But this isn’t true. Working-class protests against Tehran’s adventures abroad and crisis conditions at home rocked the country last fall. They were ended by brutal repression — the murder of over 300 people, arrests of thousands, shutting down the internet and social media.
“How do they expect people to rally behind them and support their cause for vengeance when they beat the same people on the streets and cut their internet just a few weeks ago?” 30-year-old Atena, who feared to use her last name, told Bloomberg News Jan. 4.

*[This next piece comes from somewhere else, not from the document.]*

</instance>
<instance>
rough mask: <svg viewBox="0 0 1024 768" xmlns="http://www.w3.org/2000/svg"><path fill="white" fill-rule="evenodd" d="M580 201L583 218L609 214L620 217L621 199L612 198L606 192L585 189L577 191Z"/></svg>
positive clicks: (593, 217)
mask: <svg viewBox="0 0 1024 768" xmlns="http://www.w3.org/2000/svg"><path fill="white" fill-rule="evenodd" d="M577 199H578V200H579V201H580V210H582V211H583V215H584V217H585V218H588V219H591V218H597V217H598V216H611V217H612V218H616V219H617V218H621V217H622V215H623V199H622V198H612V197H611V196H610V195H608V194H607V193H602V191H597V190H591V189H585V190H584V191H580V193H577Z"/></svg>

At protests in over 100 Iranian cities in November, Soleimani was often called out by name during chants in opposition to Tehran’s interventions in Syria, Gaza, Lebanon and Yemen. Pointing to the Iranian rulers, Atena said, “This is their loss, not mine.”

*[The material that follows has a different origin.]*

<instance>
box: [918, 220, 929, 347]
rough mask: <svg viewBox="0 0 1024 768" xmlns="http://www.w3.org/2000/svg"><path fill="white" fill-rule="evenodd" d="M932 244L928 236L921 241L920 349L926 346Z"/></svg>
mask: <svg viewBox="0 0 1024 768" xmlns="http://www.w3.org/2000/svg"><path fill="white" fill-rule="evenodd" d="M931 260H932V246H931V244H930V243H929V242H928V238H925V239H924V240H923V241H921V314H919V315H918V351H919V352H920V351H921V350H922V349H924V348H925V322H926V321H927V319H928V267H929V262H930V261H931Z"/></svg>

In Iraq, protests continue throughout majority Shiite areas in the country’s south. From the beginning working people have spoken out against interference in Iraq by both Tehran and Washington.
Hundreds of demonstrators chanted “No to Iran, no to America” at a protest in the southern Iraqi city of Diwaniyah Jan. 5. Participants in similar protests clashed with pro-Tehran militia forces mourning Soleimani and Muhandis in Nasiriyah and Basra the same day, reported Middle Eastern Eye News.
Soleimani’s recent visits to Iraq included helping direct Tehran-backed militia forces in carrying out deadly assaults on those protesting the government and Tehran’s interference there.